12.10.16

i wasn't planning on getting a tattoo on our trip abroad this year; i'm running out of space for them, as i prefer to get them along my spine and i don't seem to be getting any taller, and berlin didn't feel exotic enough (ha). i then learned, via one of the david-bowie-in-berlin books i bought a month before we left, that bowie's old building in schöneberg (in which he lived from 1976-1978) boasts not one but two tattoo studios; well, hell. maybe it was time for a GIANT ARTY BARN OWL across the top of my back?
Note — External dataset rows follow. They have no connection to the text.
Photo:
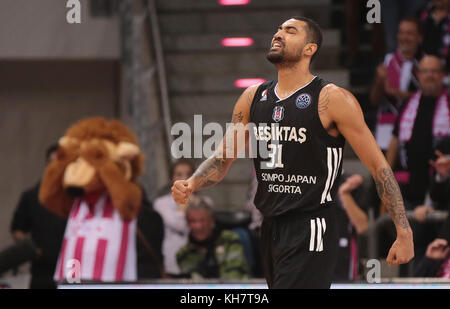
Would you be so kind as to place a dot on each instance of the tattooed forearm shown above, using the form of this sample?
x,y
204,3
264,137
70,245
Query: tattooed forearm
x,y
210,172
390,196
324,101
237,117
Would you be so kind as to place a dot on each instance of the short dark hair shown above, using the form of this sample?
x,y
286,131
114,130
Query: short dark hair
x,y
182,161
414,20
314,33
51,149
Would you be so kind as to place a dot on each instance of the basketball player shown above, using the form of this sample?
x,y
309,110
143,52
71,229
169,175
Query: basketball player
x,y
306,120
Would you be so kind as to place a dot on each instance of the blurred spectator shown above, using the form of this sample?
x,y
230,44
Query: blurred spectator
x,y
46,230
423,122
210,253
175,226
436,262
392,11
440,186
435,19
150,235
352,221
396,79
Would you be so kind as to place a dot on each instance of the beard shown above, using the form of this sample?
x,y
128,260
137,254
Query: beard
x,y
280,57
275,57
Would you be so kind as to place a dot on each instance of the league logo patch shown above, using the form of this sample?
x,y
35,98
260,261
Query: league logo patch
x,y
303,101
263,96
278,113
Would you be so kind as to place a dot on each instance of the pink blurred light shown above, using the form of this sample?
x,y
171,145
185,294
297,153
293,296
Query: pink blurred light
x,y
247,82
233,42
234,2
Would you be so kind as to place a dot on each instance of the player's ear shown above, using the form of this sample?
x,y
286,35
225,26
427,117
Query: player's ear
x,y
310,49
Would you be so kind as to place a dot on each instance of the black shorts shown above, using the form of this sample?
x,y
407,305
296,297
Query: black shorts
x,y
300,250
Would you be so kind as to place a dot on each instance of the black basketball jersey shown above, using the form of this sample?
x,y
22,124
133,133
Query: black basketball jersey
x,y
302,162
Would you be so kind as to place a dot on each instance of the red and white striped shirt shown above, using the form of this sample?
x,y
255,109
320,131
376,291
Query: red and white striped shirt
x,y
102,242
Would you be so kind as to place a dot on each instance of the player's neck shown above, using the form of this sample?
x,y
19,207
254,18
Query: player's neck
x,y
293,77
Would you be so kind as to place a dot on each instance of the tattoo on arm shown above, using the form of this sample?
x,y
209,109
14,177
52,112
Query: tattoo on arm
x,y
390,196
237,117
324,101
210,172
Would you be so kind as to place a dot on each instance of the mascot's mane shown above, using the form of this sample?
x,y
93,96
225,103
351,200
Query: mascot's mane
x,y
112,130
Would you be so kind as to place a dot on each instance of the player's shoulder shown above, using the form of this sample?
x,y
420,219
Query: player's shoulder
x,y
334,91
251,90
337,100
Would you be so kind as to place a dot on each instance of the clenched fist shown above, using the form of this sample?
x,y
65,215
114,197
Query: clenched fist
x,y
181,190
402,251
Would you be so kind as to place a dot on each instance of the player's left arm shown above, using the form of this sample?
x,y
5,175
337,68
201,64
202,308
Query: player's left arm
x,y
344,111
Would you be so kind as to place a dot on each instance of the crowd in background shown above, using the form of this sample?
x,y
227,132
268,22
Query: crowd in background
x,y
410,93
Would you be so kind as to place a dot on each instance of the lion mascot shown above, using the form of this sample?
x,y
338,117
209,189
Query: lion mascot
x,y
93,183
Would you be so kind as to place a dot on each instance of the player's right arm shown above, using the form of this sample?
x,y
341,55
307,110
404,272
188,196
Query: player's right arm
x,y
214,169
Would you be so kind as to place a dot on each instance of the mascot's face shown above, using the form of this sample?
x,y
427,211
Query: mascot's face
x,y
83,174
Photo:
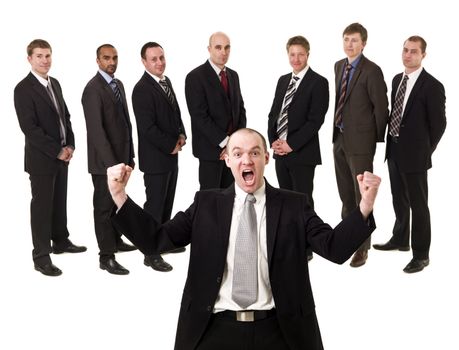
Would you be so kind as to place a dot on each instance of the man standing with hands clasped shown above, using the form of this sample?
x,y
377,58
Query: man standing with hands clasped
x,y
248,282
417,123
297,113
49,145
161,137
216,107
109,137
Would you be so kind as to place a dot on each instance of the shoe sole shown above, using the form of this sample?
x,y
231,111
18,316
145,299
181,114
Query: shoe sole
x,y
47,274
113,272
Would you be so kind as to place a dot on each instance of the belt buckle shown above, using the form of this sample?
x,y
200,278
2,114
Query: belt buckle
x,y
245,316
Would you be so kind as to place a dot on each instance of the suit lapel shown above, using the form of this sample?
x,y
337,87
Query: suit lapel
x,y
214,80
60,101
417,86
273,209
355,77
303,85
225,213
41,91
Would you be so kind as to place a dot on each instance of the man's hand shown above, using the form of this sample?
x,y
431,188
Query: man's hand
x,y
222,154
180,143
368,185
65,154
281,147
117,179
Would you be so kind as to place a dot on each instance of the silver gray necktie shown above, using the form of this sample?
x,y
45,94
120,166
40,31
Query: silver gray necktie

my foreign-tattoo m.o. is pretty complicated: i tend to reach out to the artist or studio i have in mind long before we leave new york, and we become penpals over the course of a few months. i drop by to say hello and chat when we first get into town, a few days before my appointment, and then get whatever lagoon-soaking or intense bathing i'd planned out of the way; then it's tattoo time. this was going to be different, as i hadn't yet settled on a specific design and we were about to leave; the black-metal guys at Studio 1 a) sounded like they weren't interested in any work but their own, which is completely understandable but probably wasn't going to work for me, given time constraints, b) were only in the building by appointment, c) had portfolios with a lot of burning nordic churches in them, which was more than a little intense, and d) seemed like they were into some less-than-egalitarian erotic art featuring ladies? one of Studio 1's artists was in new york the week before we went to berlin and i could have looked him up, but he didn't seem like the guy for me. i didn't even know Studio 2 existed, in turn, until i saw a line on Studio 1's webpage about how people should not go there. its website was pretty generic, but i've learned that plenty of lovely people have a hard time getting their digital shit together (cough). the more i read of bowie's adventures in berlin with iggy pop, brian eno, and tony visconti, the more convinced i became that i needed to embrace their spirit of collaboration and improvisation. some friends of mine got black star tattoos after bowie's death back in january, and the simplicity of that appealed to me. i could fit it below my lowest tattoo, the gothic cross i got in california right after turning 18; it was simple enough to hand over to a stranger on the spot. i decided that we'd stop in at Studio 2 after paying our respects at the apartment, and if i got a good feeling about it, well.

Studio 2 was easy to find, as it was 10 feet away from the candles and silk flowers at bowie's door. a genial french bulldog snarfled up to us, and his person apologized for him from down the hall. sprechen sie englisch? "a bit," he said, and i pulled the rumpled little image out from the bottom of my wallet.